Prior LLM-assisted screening studies rely on outdated models, Cochrane datasets, and fixed configurations, overlooking calibration, generalizability, and configuration sensitivity. To address these limitations, we propose OLIVER—an open-source framework designed for real-world, non-Cochrane systematic reviews. OLIVER is the first to empirically expose severe miscalibration (quantified by Expected Calibration Error, ECE) in mainstream LLMs for screening tasks. Methodologically, it introduces a lightweight Actor-Critic dual-model architecture that synergistically integrates prompt engineering with multi-strategy ensemble scoring—namely, majority voting, confidence-weighted aggregation, and threshold-based fusion—to jointly enhance discriminative accuracy and confidence reliability. Evaluated on two real-world systematic review projects, OLIVER reduces ECE by 37–62%, improves AUC by 0.08–0.15, and maintains high specificity and scalability—demonstrating robust performance beyond synthetic or domain-restricted benchmarks.

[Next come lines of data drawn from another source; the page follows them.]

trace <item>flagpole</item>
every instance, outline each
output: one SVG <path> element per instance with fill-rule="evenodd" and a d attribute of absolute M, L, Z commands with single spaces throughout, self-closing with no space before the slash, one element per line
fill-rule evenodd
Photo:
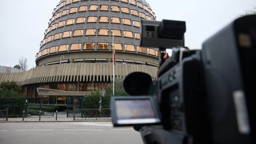
<path fill-rule="evenodd" d="M 115 51 L 115 43 L 114 42 L 114 34 L 112 35 L 113 36 L 113 95 L 115 95 L 115 65 L 114 65 L 114 53 Z"/>

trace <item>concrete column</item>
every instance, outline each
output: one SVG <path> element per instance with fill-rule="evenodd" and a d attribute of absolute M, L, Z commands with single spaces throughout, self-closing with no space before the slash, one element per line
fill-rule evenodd
<path fill-rule="evenodd" d="M 112 63 L 112 59 L 107 59 L 107 63 Z"/>

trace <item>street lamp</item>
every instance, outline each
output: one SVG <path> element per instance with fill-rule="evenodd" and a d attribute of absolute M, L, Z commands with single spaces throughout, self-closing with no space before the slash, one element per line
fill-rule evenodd
<path fill-rule="evenodd" d="M 63 57 L 63 59 L 64 59 L 64 55 L 61 55 L 60 56 L 60 64 L 61 64 L 61 58 Z"/>

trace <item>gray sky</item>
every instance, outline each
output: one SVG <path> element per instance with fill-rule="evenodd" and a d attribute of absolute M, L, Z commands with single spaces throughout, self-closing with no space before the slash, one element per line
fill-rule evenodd
<path fill-rule="evenodd" d="M 250 10 L 255 0 L 146 1 L 157 20 L 186 22 L 185 45 L 201 49 L 203 42 Z M 60 0 L 2 1 L 0 66 L 13 67 L 21 57 L 35 67 L 45 30 Z"/>

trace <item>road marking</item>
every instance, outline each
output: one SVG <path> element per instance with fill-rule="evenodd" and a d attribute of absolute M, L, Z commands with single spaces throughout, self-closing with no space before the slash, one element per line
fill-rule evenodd
<path fill-rule="evenodd" d="M 64 130 L 65 131 L 102 131 L 102 130 Z"/>
<path fill-rule="evenodd" d="M 79 125 L 85 125 L 113 126 L 113 124 L 97 124 L 97 123 L 71 123 L 76 124 Z"/>
<path fill-rule="evenodd" d="M 17 130 L 15 131 L 51 131 L 52 130 Z"/>
<path fill-rule="evenodd" d="M 114 129 L 115 130 L 134 130 L 134 129 Z"/>

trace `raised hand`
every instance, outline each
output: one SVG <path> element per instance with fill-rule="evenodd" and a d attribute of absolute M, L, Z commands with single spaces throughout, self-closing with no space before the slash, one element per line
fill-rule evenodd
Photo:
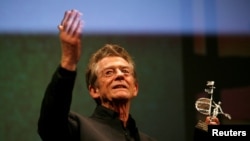
<path fill-rule="evenodd" d="M 61 41 L 61 66 L 74 71 L 81 56 L 81 35 L 83 21 L 78 10 L 65 11 L 63 20 L 58 26 Z"/>

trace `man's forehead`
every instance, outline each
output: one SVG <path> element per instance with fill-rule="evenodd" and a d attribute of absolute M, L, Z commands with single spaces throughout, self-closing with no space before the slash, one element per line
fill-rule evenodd
<path fill-rule="evenodd" d="M 97 63 L 98 69 L 106 69 L 113 67 L 128 67 L 132 68 L 132 65 L 128 63 L 122 57 L 105 57 Z"/>

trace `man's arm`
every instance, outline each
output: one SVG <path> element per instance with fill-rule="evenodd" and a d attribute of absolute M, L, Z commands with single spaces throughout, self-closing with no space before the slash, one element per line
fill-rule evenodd
<path fill-rule="evenodd" d="M 81 56 L 81 34 L 83 22 L 77 10 L 66 11 L 61 25 L 58 26 L 61 40 L 61 66 L 75 71 Z"/>
<path fill-rule="evenodd" d="M 61 41 L 61 62 L 49 83 L 42 101 L 38 133 L 43 140 L 73 140 L 68 114 L 76 78 L 76 65 L 81 55 L 81 14 L 66 11 L 58 26 Z"/>

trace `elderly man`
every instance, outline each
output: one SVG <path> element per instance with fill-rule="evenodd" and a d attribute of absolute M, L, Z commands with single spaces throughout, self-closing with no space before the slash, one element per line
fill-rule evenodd
<path fill-rule="evenodd" d="M 152 141 L 138 130 L 130 115 L 137 96 L 135 64 L 128 52 L 107 44 L 94 53 L 86 71 L 86 84 L 96 109 L 90 117 L 70 111 L 77 63 L 81 56 L 83 22 L 77 10 L 65 12 L 58 26 L 61 61 L 43 98 L 38 133 L 42 140 Z"/>

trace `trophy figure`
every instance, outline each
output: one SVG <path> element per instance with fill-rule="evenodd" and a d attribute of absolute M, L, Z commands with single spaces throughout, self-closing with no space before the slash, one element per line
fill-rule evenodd
<path fill-rule="evenodd" d="M 210 95 L 210 98 L 201 97 L 196 100 L 195 102 L 195 108 L 198 112 L 200 112 L 203 115 L 210 116 L 211 118 L 217 117 L 219 114 L 224 115 L 228 119 L 231 119 L 231 116 L 227 113 L 224 113 L 221 108 L 221 101 L 216 103 L 213 100 L 213 92 L 214 92 L 214 81 L 207 81 L 207 89 L 205 89 L 205 92 Z M 207 125 L 199 121 L 196 125 L 198 128 L 201 128 L 203 130 L 207 131 Z"/>

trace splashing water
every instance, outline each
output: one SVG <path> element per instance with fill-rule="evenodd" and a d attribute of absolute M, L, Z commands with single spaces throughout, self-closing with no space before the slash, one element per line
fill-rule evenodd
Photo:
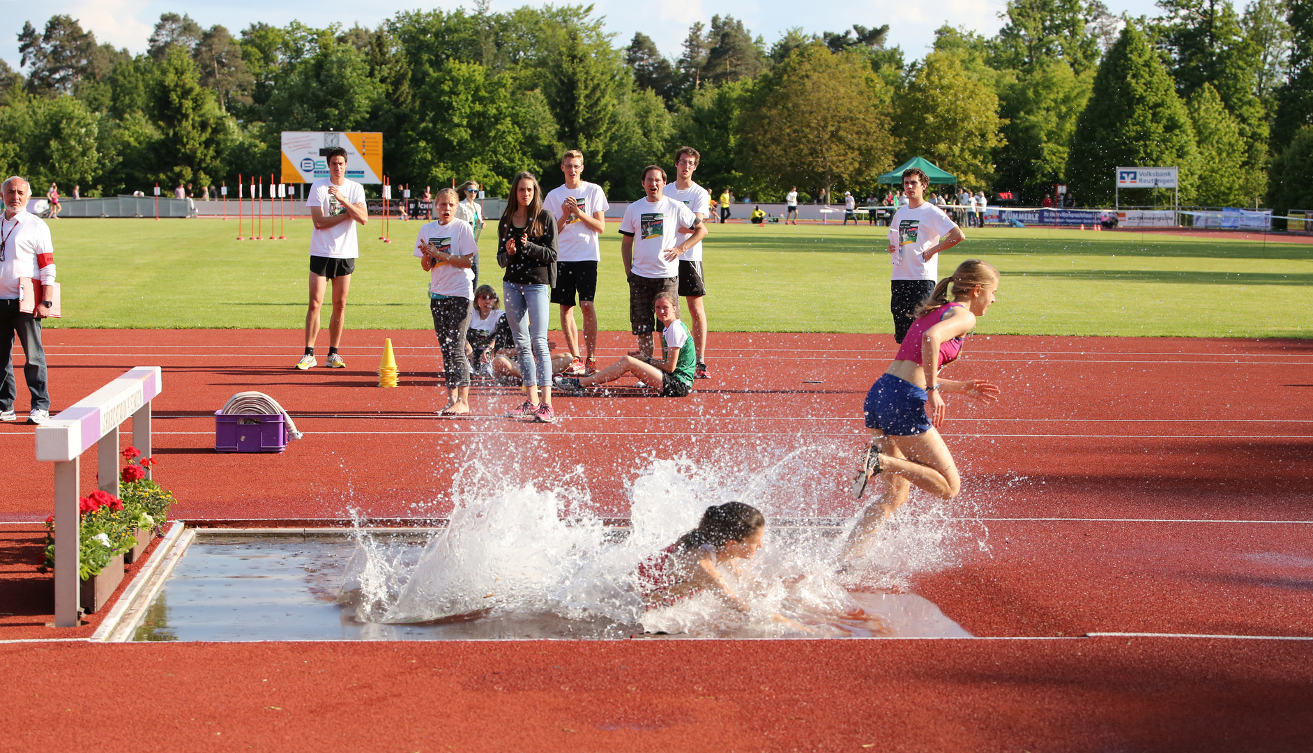
<path fill-rule="evenodd" d="M 847 513 L 857 504 L 848 500 L 846 514 L 832 514 L 840 508 L 836 472 L 815 460 L 844 457 L 839 447 L 817 447 L 815 438 L 807 447 L 763 451 L 756 445 L 743 455 L 642 459 L 626 489 L 628 530 L 608 527 L 592 512 L 582 466 L 558 472 L 548 485 L 525 481 L 517 460 L 499 463 L 498 453 L 467 447 L 471 462 L 453 479 L 446 527 L 416 559 L 414 547 L 397 547 L 357 525 L 339 601 L 364 623 L 565 621 L 571 626 L 565 632 L 580 638 L 801 635 L 777 614 L 807 626 L 810 635 L 966 635 L 924 600 L 894 603 L 889 592 L 906 590 L 915 573 L 953 564 L 955 552 L 973 540 L 985 547 L 983 526 L 964 522 L 970 504 L 927 504 L 913 492 L 869 554 L 839 568 L 852 525 Z M 507 466 L 512 470 L 503 472 Z M 734 500 L 758 506 L 768 519 L 765 546 L 743 563 L 742 575 L 721 568 L 752 613 L 741 614 L 710 593 L 646 610 L 634 588 L 638 564 L 695 527 L 709 505 Z M 861 593 L 872 590 L 884 593 Z"/>

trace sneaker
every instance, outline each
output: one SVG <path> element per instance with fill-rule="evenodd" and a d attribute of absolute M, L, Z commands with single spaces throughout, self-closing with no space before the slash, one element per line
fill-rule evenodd
<path fill-rule="evenodd" d="M 533 418 L 538 413 L 538 407 L 525 400 L 519 408 L 506 415 L 507 418 Z"/>

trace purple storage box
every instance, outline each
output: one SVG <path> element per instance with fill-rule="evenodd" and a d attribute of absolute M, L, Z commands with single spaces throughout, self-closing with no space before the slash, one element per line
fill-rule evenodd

Introduction: Recent work suggests large language models (LLMs) can accelerate screening, but prior evaluations focus on earlier LLMs, standardized Cochrane reviews, single-model setups, and accuracy as the primary metric, leaving generalizability, configuration effects, and calibration largely unexamined. Methods: We developed OLIVER (Optimized LLM-based Inclusion and Vetting Engine for Reviews), an open-source pipeline for LLM-assisted abstract screening. We evaluated multiple contemporary LLMs across two non-Cochrane systematic reviews and performance was assessed at both the full-text screening and final inclusion stages using accuracy, AUC, and calibration metrics. We further tested an actor-critic screening framework combining two lightweight models under three aggregation rules. Results: Across individual models, performance varied widely. In the smaller Review 1 (821 abstracts, 63 final includes), several models achieved high sensitivity for final includes but at the cost of substantial false positives and poor calibration. In the larger Review 2 (7741 abstracts, 71 final includes), most models were highly specific but struggled to recover true includes, with prompt design influencing recall. Calibration was consistently weak across single-model configurations despite high overall accuracy. Actor-critic screening improved discrimination and markedly reduced calibration error in both reviews, yielding higher AUCs. Discussion: LLMs may eventually accelerate abstract screening, but single-model performance is highly sensitive to review characteristics, prompting, and calibration is limited. An actor-critic framework improves classification quality and confidence reliability while remaining computationally efficient, enabling large-scale screening at low cost.